御隠居 「前にもいうたやろ、極楽の楽ちゅうのは、そんな楽しみの楽ということやのうて、仏法を楽しむことができるという…。」

   「わ、わ、わかってまんがな、そんなむきにならんでもよろしでっしゃないか。」

御隠居 「わかってんねんやったら、何回も話さしはんな。それでな、阿弥陀さまの極楽には、数限りない声聞のお弟子がおられるそうや。」

   「ほれ、また訳のわからん言葉を使わはりまっしゃろ。その声聞て何ですねん。」

御隠居 「声聞というのはな、声を聞くと書いてるように、阿弥陀さまのお説教を聞かれて、その仏さまの教えを聞くことを生涯の道とされている人のことで、それはそのまま、私らにそういう生き方をしなはれと勧めてくれたはるんやで。
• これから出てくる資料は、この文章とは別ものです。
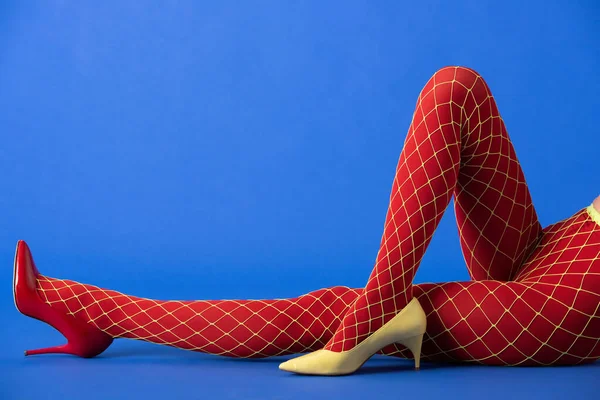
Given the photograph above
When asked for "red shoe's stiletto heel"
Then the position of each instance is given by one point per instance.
(83, 339)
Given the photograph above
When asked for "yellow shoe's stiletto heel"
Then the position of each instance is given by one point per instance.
(407, 328)
(414, 345)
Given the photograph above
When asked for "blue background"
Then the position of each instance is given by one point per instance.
(188, 149)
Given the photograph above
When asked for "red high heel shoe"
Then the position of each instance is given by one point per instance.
(83, 339)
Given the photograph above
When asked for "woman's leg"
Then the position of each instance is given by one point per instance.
(550, 314)
(457, 144)
(454, 143)
(236, 328)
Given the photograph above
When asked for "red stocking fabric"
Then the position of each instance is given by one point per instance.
(535, 295)
(236, 328)
(549, 316)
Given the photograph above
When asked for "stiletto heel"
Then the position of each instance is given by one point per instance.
(83, 339)
(414, 345)
(407, 328)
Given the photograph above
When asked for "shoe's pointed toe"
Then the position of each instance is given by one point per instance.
(83, 339)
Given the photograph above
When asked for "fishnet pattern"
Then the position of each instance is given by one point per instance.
(236, 328)
(457, 144)
(549, 316)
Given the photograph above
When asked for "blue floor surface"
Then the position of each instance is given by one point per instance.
(132, 370)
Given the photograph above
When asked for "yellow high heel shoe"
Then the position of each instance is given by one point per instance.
(406, 328)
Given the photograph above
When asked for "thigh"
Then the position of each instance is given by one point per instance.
(507, 323)
(496, 219)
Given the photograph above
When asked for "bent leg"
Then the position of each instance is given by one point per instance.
(456, 144)
(508, 323)
(236, 328)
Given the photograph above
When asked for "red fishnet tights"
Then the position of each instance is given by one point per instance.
(535, 294)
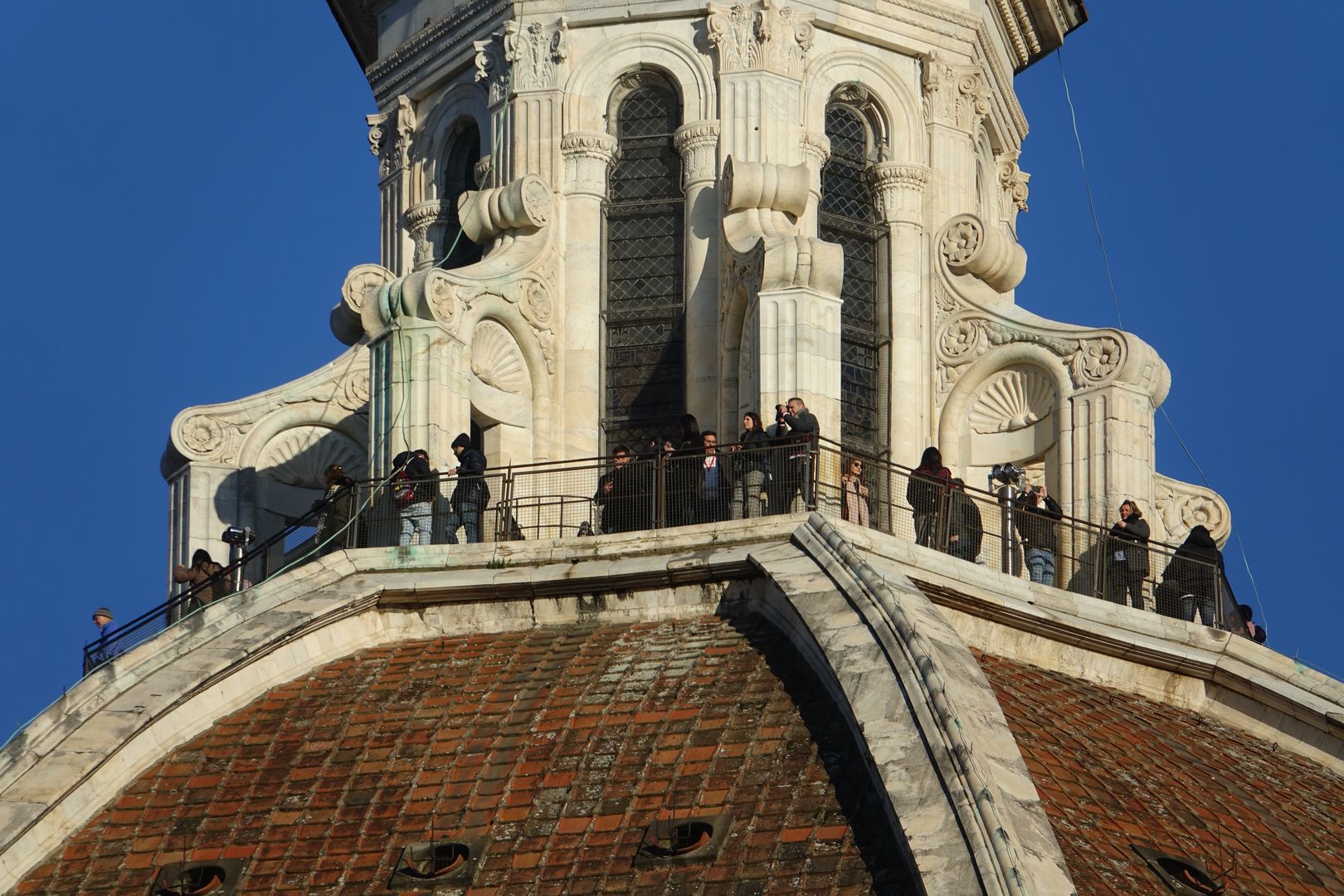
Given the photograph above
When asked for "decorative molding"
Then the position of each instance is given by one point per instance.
(1014, 182)
(390, 137)
(418, 219)
(1011, 401)
(587, 158)
(698, 143)
(498, 360)
(1181, 507)
(967, 336)
(761, 38)
(899, 191)
(522, 60)
(955, 95)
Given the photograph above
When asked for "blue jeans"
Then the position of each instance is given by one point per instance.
(417, 519)
(465, 514)
(1040, 566)
(1190, 602)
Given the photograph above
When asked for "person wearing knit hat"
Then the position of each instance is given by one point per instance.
(472, 494)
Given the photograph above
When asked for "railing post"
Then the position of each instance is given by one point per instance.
(659, 490)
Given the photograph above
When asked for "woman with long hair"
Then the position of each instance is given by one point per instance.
(750, 468)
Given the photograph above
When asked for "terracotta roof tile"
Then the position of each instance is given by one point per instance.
(1118, 770)
(562, 744)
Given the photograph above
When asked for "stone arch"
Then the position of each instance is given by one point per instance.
(459, 102)
(889, 91)
(589, 88)
(953, 423)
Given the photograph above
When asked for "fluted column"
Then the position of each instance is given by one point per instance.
(698, 143)
(388, 140)
(816, 152)
(587, 158)
(899, 190)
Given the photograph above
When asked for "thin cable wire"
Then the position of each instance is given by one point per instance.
(1114, 299)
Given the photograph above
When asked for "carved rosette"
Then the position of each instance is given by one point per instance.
(1181, 507)
(761, 38)
(1014, 182)
(899, 191)
(698, 143)
(955, 95)
(967, 336)
(418, 219)
(390, 137)
(587, 158)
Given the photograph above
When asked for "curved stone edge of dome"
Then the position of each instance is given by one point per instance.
(84, 750)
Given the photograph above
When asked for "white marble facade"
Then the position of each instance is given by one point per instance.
(514, 342)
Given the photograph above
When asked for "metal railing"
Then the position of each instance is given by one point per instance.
(661, 489)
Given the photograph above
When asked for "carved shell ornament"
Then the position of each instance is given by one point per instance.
(1012, 401)
(301, 455)
(498, 360)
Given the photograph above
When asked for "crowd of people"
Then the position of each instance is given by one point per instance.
(767, 470)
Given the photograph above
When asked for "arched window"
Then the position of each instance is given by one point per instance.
(457, 175)
(644, 308)
(849, 217)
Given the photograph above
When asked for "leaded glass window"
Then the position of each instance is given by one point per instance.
(849, 217)
(644, 304)
(457, 175)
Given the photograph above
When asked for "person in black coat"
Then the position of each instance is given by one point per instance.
(1127, 557)
(965, 528)
(1035, 518)
(472, 494)
(619, 494)
(1191, 581)
(796, 429)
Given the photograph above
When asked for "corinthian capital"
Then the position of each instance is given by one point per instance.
(899, 191)
(955, 95)
(761, 38)
(698, 143)
(390, 136)
(587, 156)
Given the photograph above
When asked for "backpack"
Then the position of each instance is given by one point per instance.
(403, 488)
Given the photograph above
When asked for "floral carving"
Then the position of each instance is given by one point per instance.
(761, 38)
(203, 434)
(960, 242)
(535, 52)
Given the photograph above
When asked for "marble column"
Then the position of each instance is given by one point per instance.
(587, 158)
(899, 190)
(698, 143)
(390, 139)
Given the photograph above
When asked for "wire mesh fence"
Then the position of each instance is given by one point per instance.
(671, 488)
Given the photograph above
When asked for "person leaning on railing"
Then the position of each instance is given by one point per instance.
(1036, 516)
(1190, 581)
(965, 528)
(1127, 557)
(923, 494)
(750, 468)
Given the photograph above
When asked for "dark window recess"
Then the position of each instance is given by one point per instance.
(1183, 876)
(644, 296)
(431, 864)
(849, 217)
(455, 178)
(218, 878)
(684, 840)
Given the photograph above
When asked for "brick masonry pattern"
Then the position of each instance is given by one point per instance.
(1118, 770)
(562, 744)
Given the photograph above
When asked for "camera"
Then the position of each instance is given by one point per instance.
(238, 535)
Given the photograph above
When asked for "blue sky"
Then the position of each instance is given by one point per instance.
(187, 184)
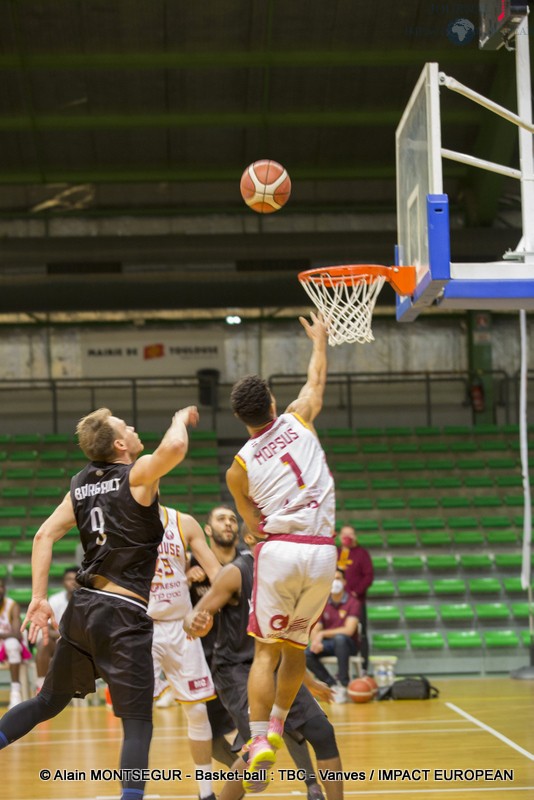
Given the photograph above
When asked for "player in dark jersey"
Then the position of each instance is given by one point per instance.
(229, 599)
(105, 630)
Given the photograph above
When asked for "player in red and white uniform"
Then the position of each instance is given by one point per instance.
(284, 491)
(181, 658)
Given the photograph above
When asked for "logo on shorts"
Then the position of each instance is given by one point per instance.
(279, 622)
(197, 684)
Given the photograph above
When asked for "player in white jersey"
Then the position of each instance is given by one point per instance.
(284, 491)
(181, 658)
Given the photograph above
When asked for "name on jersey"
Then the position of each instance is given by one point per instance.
(90, 489)
(277, 444)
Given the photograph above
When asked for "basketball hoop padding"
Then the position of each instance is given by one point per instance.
(346, 296)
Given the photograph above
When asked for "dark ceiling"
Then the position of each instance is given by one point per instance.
(125, 126)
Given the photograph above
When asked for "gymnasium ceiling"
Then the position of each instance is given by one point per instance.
(125, 126)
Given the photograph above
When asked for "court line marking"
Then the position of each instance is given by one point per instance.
(492, 731)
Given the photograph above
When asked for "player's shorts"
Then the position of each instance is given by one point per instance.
(109, 636)
(183, 662)
(231, 685)
(292, 581)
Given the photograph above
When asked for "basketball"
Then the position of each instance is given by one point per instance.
(361, 690)
(265, 186)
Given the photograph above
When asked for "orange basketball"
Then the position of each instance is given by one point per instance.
(265, 186)
(361, 690)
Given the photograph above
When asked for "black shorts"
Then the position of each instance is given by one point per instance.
(231, 685)
(108, 636)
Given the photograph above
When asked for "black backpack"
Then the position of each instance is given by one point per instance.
(414, 688)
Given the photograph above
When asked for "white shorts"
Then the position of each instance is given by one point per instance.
(292, 581)
(183, 662)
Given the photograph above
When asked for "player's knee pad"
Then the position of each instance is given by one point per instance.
(13, 650)
(198, 724)
(319, 732)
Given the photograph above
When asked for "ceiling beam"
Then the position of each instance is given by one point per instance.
(183, 59)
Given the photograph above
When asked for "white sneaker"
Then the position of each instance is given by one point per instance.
(166, 698)
(15, 698)
(341, 694)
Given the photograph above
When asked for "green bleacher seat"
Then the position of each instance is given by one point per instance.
(448, 482)
(380, 563)
(422, 502)
(21, 596)
(390, 503)
(521, 610)
(477, 482)
(477, 561)
(416, 483)
(495, 522)
(358, 504)
(414, 586)
(382, 614)
(8, 492)
(401, 539)
(410, 465)
(397, 524)
(21, 571)
(485, 586)
(475, 464)
(441, 563)
(491, 611)
(462, 522)
(501, 537)
(428, 640)
(456, 612)
(456, 501)
(422, 612)
(410, 563)
(464, 640)
(383, 484)
(389, 641)
(435, 538)
(349, 466)
(467, 538)
(49, 473)
(501, 639)
(446, 586)
(504, 561)
(381, 588)
(372, 448)
(429, 523)
(12, 512)
(11, 532)
(433, 447)
(439, 464)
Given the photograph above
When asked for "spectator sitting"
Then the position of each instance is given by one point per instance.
(357, 565)
(12, 647)
(336, 634)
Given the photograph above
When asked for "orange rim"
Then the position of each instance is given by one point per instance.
(401, 278)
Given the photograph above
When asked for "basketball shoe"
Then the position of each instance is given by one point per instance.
(261, 758)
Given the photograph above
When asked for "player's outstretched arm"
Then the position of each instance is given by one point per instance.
(310, 400)
(225, 586)
(172, 449)
(39, 612)
(194, 537)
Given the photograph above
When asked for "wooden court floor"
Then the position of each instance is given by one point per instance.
(475, 742)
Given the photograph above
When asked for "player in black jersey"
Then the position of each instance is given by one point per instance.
(233, 654)
(105, 630)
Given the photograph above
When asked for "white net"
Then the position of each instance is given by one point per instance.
(346, 305)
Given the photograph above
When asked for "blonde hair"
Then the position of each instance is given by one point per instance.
(96, 435)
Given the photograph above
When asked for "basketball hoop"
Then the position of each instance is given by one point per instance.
(346, 296)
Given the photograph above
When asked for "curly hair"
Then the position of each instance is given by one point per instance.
(96, 435)
(251, 400)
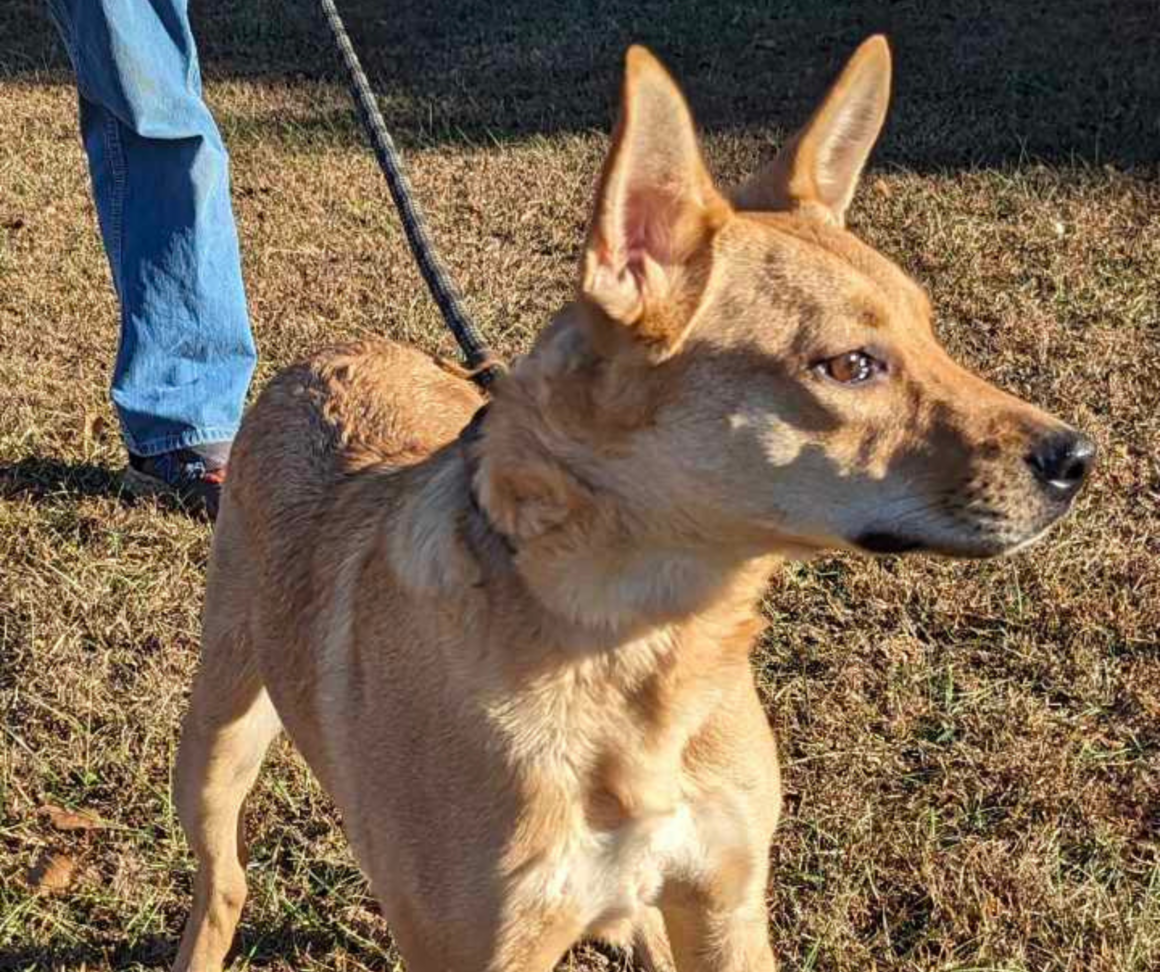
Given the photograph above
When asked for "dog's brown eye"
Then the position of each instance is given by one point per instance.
(852, 368)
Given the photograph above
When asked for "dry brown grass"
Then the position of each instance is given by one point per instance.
(972, 751)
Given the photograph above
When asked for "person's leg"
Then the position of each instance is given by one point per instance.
(160, 180)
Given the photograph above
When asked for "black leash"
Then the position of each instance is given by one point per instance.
(480, 362)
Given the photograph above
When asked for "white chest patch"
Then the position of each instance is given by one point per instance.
(610, 876)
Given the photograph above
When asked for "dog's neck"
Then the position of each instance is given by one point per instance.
(603, 570)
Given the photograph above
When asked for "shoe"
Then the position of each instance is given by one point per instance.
(193, 477)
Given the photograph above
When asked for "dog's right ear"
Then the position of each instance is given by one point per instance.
(647, 256)
(817, 172)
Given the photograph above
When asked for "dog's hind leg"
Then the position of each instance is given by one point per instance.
(230, 724)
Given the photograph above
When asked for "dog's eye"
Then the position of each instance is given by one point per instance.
(852, 368)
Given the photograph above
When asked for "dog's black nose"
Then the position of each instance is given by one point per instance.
(1060, 463)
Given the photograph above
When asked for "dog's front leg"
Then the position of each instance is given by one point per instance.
(712, 940)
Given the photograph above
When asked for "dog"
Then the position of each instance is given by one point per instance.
(513, 642)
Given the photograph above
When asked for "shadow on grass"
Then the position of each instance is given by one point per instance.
(260, 944)
(44, 478)
(977, 82)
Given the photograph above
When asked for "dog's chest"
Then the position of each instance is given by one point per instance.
(608, 877)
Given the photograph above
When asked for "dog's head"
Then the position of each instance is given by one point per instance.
(740, 368)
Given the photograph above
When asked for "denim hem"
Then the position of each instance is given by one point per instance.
(186, 440)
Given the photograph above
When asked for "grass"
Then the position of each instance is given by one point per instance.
(971, 751)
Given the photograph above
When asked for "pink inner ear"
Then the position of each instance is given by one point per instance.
(647, 225)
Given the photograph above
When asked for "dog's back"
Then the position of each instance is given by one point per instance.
(328, 448)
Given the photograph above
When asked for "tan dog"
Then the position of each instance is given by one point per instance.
(517, 658)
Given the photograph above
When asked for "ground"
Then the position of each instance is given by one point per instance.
(971, 751)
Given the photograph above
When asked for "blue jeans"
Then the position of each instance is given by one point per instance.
(161, 185)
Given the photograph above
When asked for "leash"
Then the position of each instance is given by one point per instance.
(483, 367)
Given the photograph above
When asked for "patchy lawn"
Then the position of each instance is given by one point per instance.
(971, 751)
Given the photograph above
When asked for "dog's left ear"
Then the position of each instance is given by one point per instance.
(647, 256)
(817, 172)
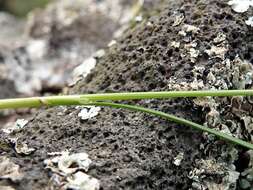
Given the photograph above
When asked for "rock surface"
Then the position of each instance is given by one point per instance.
(136, 151)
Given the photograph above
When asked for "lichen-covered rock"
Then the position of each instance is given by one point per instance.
(135, 151)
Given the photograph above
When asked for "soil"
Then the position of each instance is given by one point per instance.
(133, 150)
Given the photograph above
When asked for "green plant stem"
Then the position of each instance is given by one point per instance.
(178, 120)
(75, 99)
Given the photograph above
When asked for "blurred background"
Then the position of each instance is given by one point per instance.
(21, 8)
(47, 46)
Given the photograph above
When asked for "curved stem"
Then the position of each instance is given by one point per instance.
(75, 99)
(176, 120)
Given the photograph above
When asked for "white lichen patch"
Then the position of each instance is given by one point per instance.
(84, 69)
(179, 17)
(82, 181)
(68, 164)
(6, 187)
(175, 44)
(69, 169)
(193, 54)
(210, 167)
(217, 51)
(178, 159)
(112, 43)
(240, 6)
(22, 148)
(182, 33)
(221, 37)
(89, 112)
(190, 28)
(9, 170)
(249, 22)
(18, 125)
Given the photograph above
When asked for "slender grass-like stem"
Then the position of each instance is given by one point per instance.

」

   「そうだっか。仏さまの教えを聞く生き方て、そんなによろしいんでっか。わてら、そんなに聞いた事ありまへんけど、しっかり生きていけまっせ。」

御隠居 「それはな、ほんまに求めなあかんもんを、ほったらかしにしてることなんや。熊はんは、しっかりていうけど、しっかりてどういうことなんや。」

   「毎日、食うて、寝て、仕事して、たまにはちょっと遊んで、人に迷惑かけることもおまへんし、しっかりしてまっしゃないか。」

御隠居 「熊はん、それで一生終わって、満足出来るやろか。」

   「さあ、どうだっしゃろな。けど、今は元気で出来てまんねんから、よろしおますやろ。」

御隠居 「そこや、熊はん。今は元気やてゆうてられるけど、病気になったら、どないすんねんな。」

   「そこでんがな、どないしたらよろしいんやろうなあ。」

御隠居 「前にちょっと、四苦という話をしたん、覚えてるか。」

   「はあ、お釈迦さんが説いてくれはった、人間の根本の苦しみでんな。確か、思い通りにならんということを苦と言わはったんでしたな。」

御隠居 「よう覚えてたな。四苦というのは生老病死の四つやったな。」

   「そうです。」

御隠居居 「この四つの苦しみを超えていく教えが仏教なんや。」

   「どうやって超えるんでっか。」

御隠居 「それを、わしにまかせというてくれはったんが、阿弥陀さまや。その喚び声がお念仏なんや。せやから、お念仏するということは阿弥陀さまが解決してくれはった答えを聞いていくことなんや。」